Tuttavia, la fragile vita del bambino urge altresì di una
protezione spirituale garantita dal battesimo e rafforzata, in un curioso
«sincretismo pagano-cattolico», da due interessanti riti: il primo si svolge
attorno alla culla lì dove «[…] i familiari dispongono […] sette sedie, una
bacinella e un asciugamano […]», dal momento che «a mezzanotte in punto
verranno sette fate, benediranno naca (culla, n.d.a.), bambino e corredino,
attingendo acqua lustrale alla bacinella e asciugandosi poi all’asciugamano»;
il secondo si cristallizza in una sorta di talismano denominato “abitino” che,
battezzato assieme al pargolo, è costituito da un sacchetto contenente diversi
oggetti che, pur nel variare delle tradizioni locali, possono essere
parzialmente elencati: un pezzetto di ferro di cavallo, chicchi di grano, grani
di sale, figurine di santi, crocette di paglia, un pizzico di cenere, un dente
di volpe, un pelo di cane nero e due aghi legati in croce.
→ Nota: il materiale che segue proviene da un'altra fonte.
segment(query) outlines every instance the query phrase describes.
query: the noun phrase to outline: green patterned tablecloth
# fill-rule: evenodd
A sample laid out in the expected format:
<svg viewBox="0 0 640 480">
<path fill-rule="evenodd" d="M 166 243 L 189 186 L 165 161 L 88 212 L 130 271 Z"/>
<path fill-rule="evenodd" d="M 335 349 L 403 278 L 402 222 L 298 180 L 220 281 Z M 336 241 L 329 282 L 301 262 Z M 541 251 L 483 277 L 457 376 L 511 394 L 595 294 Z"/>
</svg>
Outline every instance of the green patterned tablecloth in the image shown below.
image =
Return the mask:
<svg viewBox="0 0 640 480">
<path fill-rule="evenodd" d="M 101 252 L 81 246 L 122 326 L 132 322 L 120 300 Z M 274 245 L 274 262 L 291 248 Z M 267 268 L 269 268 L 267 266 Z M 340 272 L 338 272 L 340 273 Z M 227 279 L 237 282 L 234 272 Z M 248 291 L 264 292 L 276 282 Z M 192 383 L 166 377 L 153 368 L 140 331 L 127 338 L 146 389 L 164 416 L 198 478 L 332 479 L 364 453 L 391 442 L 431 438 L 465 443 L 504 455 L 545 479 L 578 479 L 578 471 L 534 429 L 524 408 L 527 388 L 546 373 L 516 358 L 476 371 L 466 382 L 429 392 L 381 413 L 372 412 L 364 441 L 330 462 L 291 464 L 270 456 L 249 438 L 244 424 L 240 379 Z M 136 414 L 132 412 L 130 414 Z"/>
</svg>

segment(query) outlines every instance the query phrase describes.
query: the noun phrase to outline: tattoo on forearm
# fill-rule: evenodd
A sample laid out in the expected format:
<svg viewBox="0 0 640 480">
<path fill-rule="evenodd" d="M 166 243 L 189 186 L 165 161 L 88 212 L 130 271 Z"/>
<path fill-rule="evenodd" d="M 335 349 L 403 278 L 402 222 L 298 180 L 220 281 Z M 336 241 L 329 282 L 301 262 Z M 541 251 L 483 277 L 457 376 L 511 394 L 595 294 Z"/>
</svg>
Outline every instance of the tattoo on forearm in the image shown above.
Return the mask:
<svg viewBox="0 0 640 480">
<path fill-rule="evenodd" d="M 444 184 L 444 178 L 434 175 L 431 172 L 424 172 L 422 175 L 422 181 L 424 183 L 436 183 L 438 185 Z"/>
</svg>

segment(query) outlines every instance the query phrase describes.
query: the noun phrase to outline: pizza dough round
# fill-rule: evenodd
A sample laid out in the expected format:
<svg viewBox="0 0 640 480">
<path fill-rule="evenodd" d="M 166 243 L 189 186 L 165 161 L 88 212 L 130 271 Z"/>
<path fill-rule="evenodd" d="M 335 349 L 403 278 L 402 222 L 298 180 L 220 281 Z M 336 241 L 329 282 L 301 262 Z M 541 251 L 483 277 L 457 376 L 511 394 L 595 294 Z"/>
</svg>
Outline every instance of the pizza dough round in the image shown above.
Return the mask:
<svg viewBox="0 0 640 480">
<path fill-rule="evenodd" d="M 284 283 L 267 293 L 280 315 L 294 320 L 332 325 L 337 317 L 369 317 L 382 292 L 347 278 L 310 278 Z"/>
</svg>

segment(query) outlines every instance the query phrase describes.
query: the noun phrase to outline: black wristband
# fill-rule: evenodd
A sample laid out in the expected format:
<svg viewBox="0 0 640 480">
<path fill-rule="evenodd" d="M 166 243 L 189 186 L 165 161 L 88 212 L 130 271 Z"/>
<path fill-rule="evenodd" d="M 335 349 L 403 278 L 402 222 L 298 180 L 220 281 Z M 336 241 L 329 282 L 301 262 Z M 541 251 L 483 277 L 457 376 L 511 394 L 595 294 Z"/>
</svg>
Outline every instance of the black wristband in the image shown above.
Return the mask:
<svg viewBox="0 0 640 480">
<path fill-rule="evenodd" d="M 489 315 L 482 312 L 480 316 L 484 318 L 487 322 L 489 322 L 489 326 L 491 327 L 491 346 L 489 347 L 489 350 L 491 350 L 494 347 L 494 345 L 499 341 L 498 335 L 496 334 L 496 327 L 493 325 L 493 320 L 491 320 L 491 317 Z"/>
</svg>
Non mancano altri amuleti che la complessa cultura contadina
della Lucania ha inteso assurgere a strumenti di tutela della vita appena
sbocciata contro invidie e fascinazioni. Si ricordano, a tal proposito, le
forbici nascoste dentro le fasce dell’infante (documentate a Tricarico) e
alcuni oggetti posti nelle immediate vicinanze della culla: «un ramoscello di
sabina (Juniperus sabina, n.d.a.), una chiave, un piccolo pugnale, due pezzi di
ferro in croce».
Come si evince da questi pochissimi esempi, il fine ultimo
delle vetuste pratiche della magia lucana è quello di tutelare integralmente
l’esistenza dell’essere umano dal concepimento alla dipartita.
Tutto ciò trova una sua valida giustificazione nelle
precarie condizioni sociali imperanti nelle comunità prese in esame e nel
fondamentale bisogno degli individui di creare forme di protezione in grado di
trasporre e risolvere su un piano metastorico le negatività della vita reale.
Tale operazione è resa possibile, secondo De Martino, ‒ che smette i panni
dell’etnografo per indossare quelli dell’etnologo nel tentativo di dare una
sistemazione organica ai dati raccolti ‒ dalla convivenza tra «il mito in
quanto exemplum risolutore dell’accadere e il rito in quanto iterazione del
mito».
Ovviamente, un simile ragionamento può essere esteso anche
alla mitologia e alla religione che, secondo la giusta osservazione di Umberto
Galimberti, diventano i luoghi adatti ad affrontare le incertezze del
quotidiano.
Insomma, l’intero impianto etnologico demartiniano ‒
comprese le sciatte pagine in cui l’autore ricostruisce la storia della jettatura
‒ diventa tentativo costante di ricomposizione delle fratture sociali ed
economiche con conseguente ricerca di un equilibrio in grado di far guardare
con fiducia al futuro.
Sud e magia ci insegna a comprendere un mondo dominato
dall’incertezza ma, soprattutto, l’intima lotta dell’essere umano che, pur di
far prevalere costantemente la vita, non esita a ricorrere all’irrazionale.